In contrasto con l’ipotesi del declino sessuale con lo scorrere degli anni, William Masters e Virginia Johnson a metà degli anni Sessanta con loro ricerche dimostrarono che la risposta sessuale femminile in termini di potenziale orgasmico non conosce declino in tarda età. Caposaldo il loro volume del 1966, L’atto sessuale nell’uomo e nella donna. Secondo i dati del rapporto del 1981 di Bernard Starr e Marcella Bakur Weiner sulla sessualità in età matura (un altro caposaldo delle ricerche in questo ambito) le donne al di sopra dei sessant’anni hanno più orgasmi anche dopo la menopausa. D’altro canto, come abbiamo già notato, soprattutto negli anni passati un sottile atteggiamento di difesa e di negativismo verso la ricerca sulla attività sessuale negli anziani ha limitato gli studi sull’argomento. Anche se oggi una aspettativa di vita più lunga e un maggior numero di anziani sani, spinge un numero sempre maggiore di studiosi ad occuparsi di sesso nelle persone anziane.
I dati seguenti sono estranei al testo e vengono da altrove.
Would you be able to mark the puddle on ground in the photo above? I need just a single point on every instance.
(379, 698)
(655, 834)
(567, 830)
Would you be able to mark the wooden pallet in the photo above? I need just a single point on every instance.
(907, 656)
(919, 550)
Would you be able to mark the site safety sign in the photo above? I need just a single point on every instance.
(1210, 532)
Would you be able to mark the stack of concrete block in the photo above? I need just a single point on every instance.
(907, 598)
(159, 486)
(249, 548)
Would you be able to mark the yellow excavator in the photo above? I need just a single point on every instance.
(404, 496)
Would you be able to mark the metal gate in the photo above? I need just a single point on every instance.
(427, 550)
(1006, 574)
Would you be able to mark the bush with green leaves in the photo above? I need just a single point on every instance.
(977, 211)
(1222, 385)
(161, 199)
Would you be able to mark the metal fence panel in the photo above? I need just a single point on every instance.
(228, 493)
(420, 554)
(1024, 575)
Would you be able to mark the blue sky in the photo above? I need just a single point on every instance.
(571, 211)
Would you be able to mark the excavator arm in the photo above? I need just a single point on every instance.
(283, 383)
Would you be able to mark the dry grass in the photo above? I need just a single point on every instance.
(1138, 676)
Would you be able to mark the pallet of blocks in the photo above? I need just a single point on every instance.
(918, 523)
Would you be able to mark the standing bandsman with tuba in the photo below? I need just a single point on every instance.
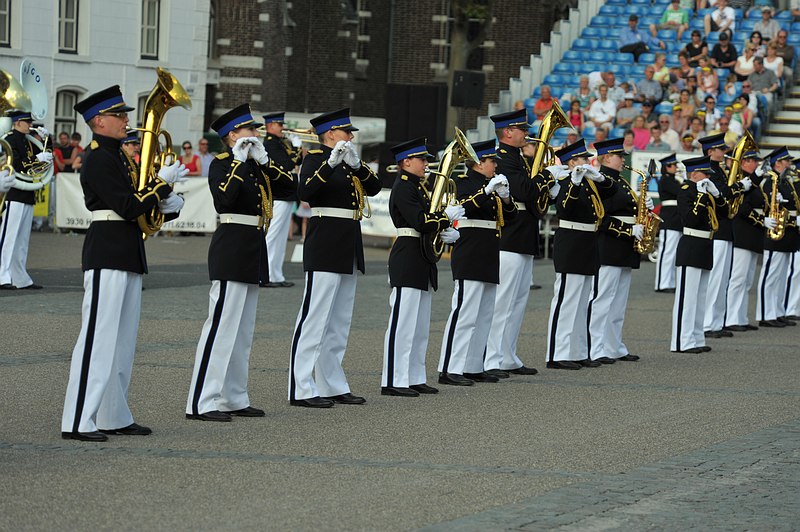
(113, 262)
(413, 278)
(335, 183)
(15, 230)
(241, 181)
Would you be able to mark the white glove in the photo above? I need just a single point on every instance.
(454, 212)
(449, 235)
(171, 204)
(259, 152)
(337, 155)
(174, 173)
(242, 148)
(6, 181)
(351, 157)
(558, 171)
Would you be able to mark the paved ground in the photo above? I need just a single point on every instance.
(669, 442)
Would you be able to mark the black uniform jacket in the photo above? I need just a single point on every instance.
(476, 254)
(576, 251)
(24, 154)
(748, 225)
(238, 252)
(615, 238)
(108, 183)
(791, 239)
(697, 212)
(334, 244)
(668, 188)
(284, 158)
(521, 233)
(408, 206)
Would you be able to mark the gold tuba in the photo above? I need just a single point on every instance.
(745, 144)
(167, 93)
(444, 189)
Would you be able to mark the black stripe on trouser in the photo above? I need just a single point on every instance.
(451, 333)
(303, 315)
(681, 302)
(212, 335)
(762, 288)
(392, 335)
(87, 350)
(556, 312)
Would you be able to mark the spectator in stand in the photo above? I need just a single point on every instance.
(634, 41)
(674, 18)
(722, 19)
(724, 54)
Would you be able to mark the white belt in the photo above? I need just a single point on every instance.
(106, 215)
(241, 219)
(696, 232)
(479, 224)
(577, 226)
(333, 212)
(407, 231)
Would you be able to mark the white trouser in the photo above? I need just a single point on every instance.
(665, 266)
(320, 336)
(742, 274)
(792, 301)
(15, 237)
(772, 285)
(406, 341)
(219, 379)
(567, 327)
(100, 371)
(688, 310)
(467, 329)
(606, 313)
(718, 286)
(516, 271)
(277, 234)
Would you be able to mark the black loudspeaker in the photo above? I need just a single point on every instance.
(468, 89)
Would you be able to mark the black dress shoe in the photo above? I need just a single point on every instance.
(247, 412)
(84, 436)
(131, 430)
(454, 379)
(563, 364)
(213, 415)
(424, 388)
(312, 402)
(481, 377)
(399, 392)
(347, 399)
(524, 370)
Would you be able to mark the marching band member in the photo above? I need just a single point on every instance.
(113, 262)
(670, 232)
(475, 262)
(335, 183)
(241, 181)
(285, 155)
(770, 306)
(618, 258)
(698, 203)
(748, 243)
(15, 230)
(519, 242)
(579, 205)
(413, 278)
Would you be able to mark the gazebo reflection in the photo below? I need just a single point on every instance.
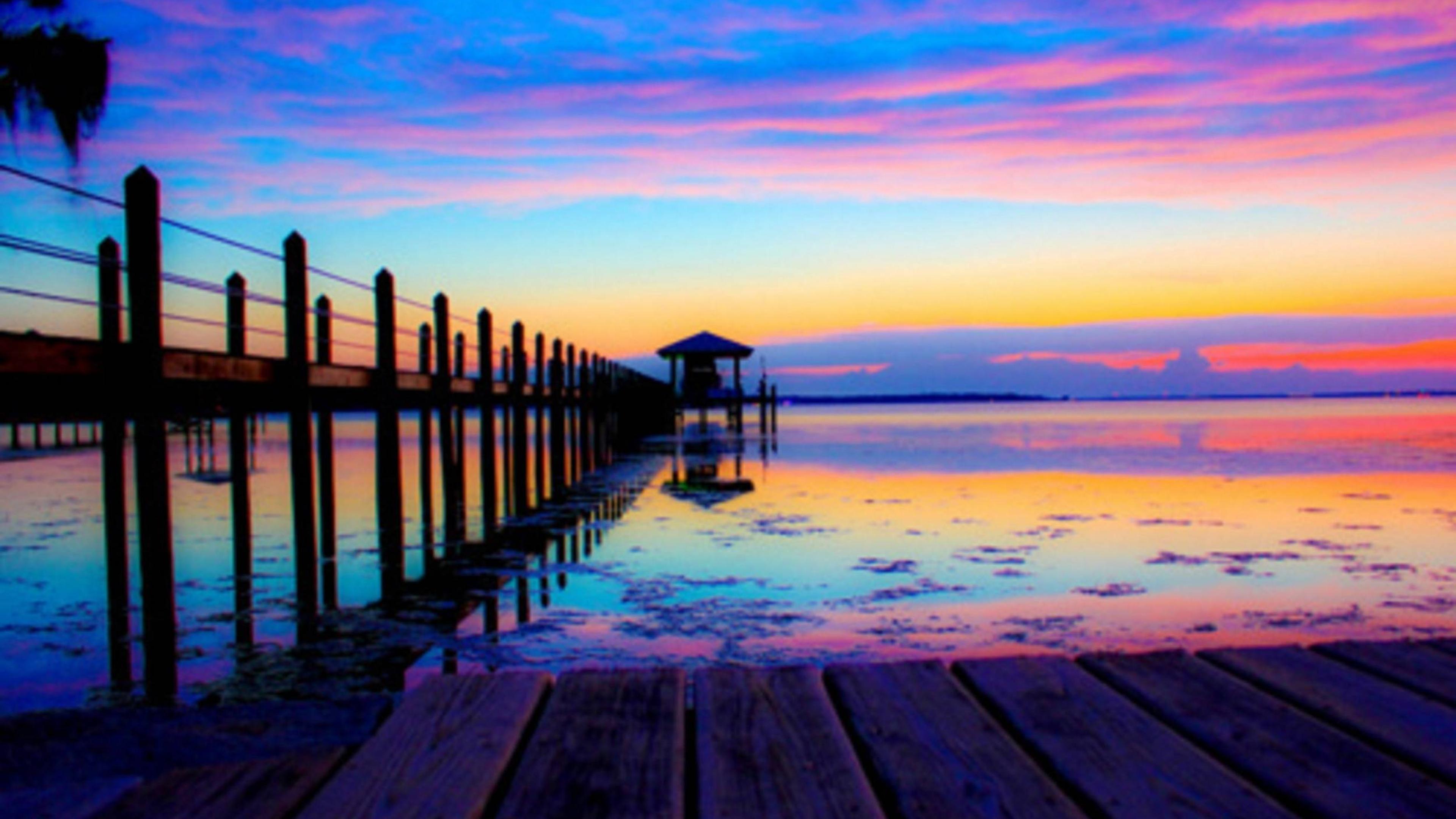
(702, 474)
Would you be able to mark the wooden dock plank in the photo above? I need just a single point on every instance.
(71, 800)
(609, 744)
(1292, 755)
(442, 754)
(934, 751)
(1413, 665)
(1401, 722)
(769, 745)
(260, 789)
(1113, 754)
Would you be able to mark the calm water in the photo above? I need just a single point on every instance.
(864, 532)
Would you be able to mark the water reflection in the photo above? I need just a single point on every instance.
(860, 534)
(910, 532)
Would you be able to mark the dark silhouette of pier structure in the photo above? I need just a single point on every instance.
(579, 407)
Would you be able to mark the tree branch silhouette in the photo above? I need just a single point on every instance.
(52, 71)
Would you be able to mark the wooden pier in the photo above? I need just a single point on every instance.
(1341, 729)
(127, 384)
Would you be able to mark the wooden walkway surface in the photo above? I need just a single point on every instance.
(1341, 729)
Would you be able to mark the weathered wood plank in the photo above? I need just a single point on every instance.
(44, 355)
(1292, 755)
(50, 748)
(72, 800)
(261, 789)
(442, 754)
(1113, 754)
(1414, 665)
(188, 365)
(769, 745)
(338, 377)
(609, 744)
(932, 750)
(1400, 722)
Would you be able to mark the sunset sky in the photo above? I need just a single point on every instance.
(1130, 197)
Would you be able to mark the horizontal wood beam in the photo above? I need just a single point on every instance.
(50, 368)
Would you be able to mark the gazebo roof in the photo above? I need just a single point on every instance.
(707, 344)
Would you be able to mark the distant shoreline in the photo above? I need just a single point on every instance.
(1020, 399)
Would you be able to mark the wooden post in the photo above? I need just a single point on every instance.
(485, 385)
(388, 482)
(151, 463)
(507, 471)
(519, 455)
(541, 419)
(459, 441)
(584, 390)
(764, 406)
(427, 486)
(774, 410)
(328, 519)
(574, 397)
(113, 470)
(239, 473)
(737, 395)
(558, 423)
(300, 432)
(442, 388)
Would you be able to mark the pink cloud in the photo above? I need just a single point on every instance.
(1155, 361)
(828, 371)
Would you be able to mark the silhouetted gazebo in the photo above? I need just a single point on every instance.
(702, 387)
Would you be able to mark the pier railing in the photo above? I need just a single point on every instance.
(580, 406)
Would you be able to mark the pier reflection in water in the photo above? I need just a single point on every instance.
(242, 632)
(871, 534)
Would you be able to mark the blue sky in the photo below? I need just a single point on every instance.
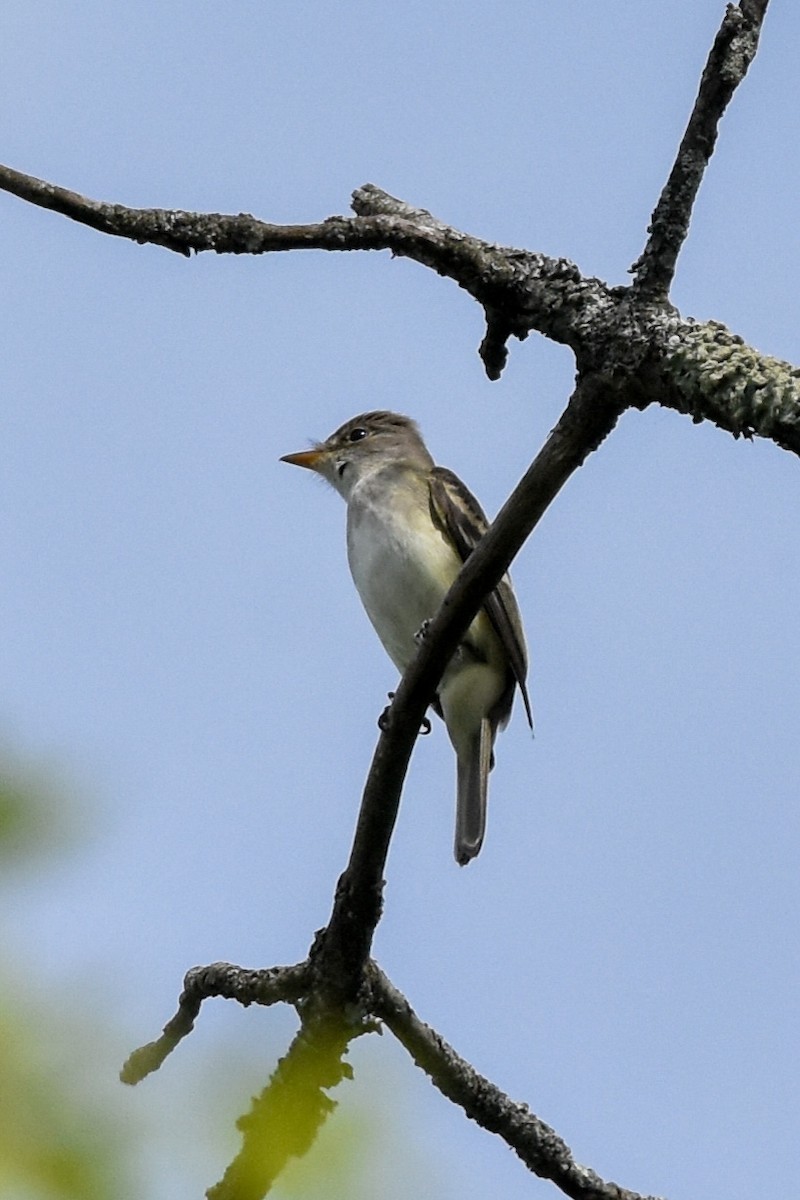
(180, 642)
Purtroppo l’enfasi sulla performance ha caratterizzato la storia delle ricerche in questo ambito. Avendo come riferimento l’erezione nel maschio, espressione compiuta di ogni rapporto sessuale, qualsiasi difficoltà nel raggiungerla e mantenerla veniva spesso vissuta come la fine dell’attività sessuale, con la rassegnazione di quanto ineluttabilmente sarebbe comunque dovuto accadere “data l’età”. Tuttavia le ricerche oggi confermano che un rapporto completo per molti uomini è ancora possibile anche dopo gli ottant’anni.
Ma l’attività sessuale per entrambi i sessi non comporta soltanto la considerazione dei fenomeni visti alla luce della fisiologia, mediati dal sistema neuroendocrino che sostengono il desiderio dell’uno verso l’altro, l’erezione nel maschio e le secrezioni vaginali della donna, quindi la penetrazione. La sessualità è un bisogno psicologico oltre che fisiologico ed è determinante nel mantenimento della propria identità anche in età avanzata.
Sotto l’aspetto psicologico la sessualità è vicinanza, condivisione, prossimità, comunicazione, tenerezza, scoperta dell’altro negli aspetti più autentici in quanto spontanei. E l’intimità con l’altro può essere l’aspetto più appagante in presenza di possibili difficoltà alla penetrazione. Mentre nei giovani spesso prevale la sessualità come conquista o dominio da esercitare sull’altro, soprattutto presso determinate culture maschiliste, nell’anziano può contribuire a soddisfare il bisogno di sicurezza, di sostegno, di conforto, di presenza.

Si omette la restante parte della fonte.